Dichotomy of Feature Learning and Unlearning: Fast-Slow Analysis on Neural Networks with Stochastic Gradient Descent
Shota Imai, Sota Nishiyama, Masaaki Imaizumi
TL;DR
This work analyzes gradient-based neural network training under SGD from a high-dimensional, infinite-width perspective. By deriving a two-dimensional ODE for macroscopic variables and revealing a fast-slow decomposition, the authors show that feature unlearning emerges from slow dynamics along a critical manifold, with a precise scaling law for the decay of alignment and growth of second-layer weights. They ground the analysis with Tensor Programs and singular perturbation theory, validate it numerically, and corroborate it with experiments on real networks. The findings quantify when unlearning occurs, relate it to the data-generating nonlinearity and initialization, and illuminate how learning can transition into a lazy regime despite ongoing optimization. The results have implications for understanding long-term feature retention, SGD dynamics, and stability of learned representations in deep networks.
Abstract
The dynamics of gradient-based training in neural networks often exhibit nontrivial structures; hence, understanding them remains a central challenge in theoretical machine learning. In particular, a concept of feature unlearning, in which a neural network progressively loses previously learned features over long training, has gained attention.
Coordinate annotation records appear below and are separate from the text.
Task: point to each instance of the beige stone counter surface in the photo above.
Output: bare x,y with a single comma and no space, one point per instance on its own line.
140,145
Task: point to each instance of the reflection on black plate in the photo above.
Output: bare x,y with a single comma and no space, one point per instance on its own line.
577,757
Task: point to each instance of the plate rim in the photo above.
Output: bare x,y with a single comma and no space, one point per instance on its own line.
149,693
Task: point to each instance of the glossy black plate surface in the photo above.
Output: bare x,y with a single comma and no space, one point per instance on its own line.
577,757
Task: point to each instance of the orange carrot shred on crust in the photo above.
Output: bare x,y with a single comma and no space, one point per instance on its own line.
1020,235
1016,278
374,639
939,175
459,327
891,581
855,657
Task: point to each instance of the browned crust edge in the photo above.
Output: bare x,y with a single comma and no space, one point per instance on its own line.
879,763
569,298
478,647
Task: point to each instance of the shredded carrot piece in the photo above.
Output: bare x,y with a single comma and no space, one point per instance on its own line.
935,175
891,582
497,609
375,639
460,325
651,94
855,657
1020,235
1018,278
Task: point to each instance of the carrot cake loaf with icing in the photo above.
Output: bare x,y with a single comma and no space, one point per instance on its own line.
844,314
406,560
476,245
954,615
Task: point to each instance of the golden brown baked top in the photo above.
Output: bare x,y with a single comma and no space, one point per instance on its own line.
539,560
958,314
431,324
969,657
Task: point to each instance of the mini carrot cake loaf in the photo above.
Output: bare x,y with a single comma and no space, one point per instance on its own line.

In this study, we consider the infinite-width limit of a two-layer neural network updated with a large-batch stochastic gradient, then derive differential equations with different time scales, revealing the mechanism and conditions for feature unlearning to occur. Specifically, we utilize the fast-slow dynamics: while an alignment of first-layer weights develops rapidly, the second-layer weights develop slowly. The direction of a flow on a critical manifold, determined by the slow dynamics, decides whether feature unlearning occurs. We give numerical validation of the result, and derive theoretical grounding and scaling laws of the feature unlearning. Our results yield the following insights: (i) the strength of the primary nonlinear term in data induces the feature unlearning, and (ii) an initial scale of the second-layer weights mitigates the feature unlearning. Technically, our analysis utilizes Tensor Programs and the singular perturbation theory.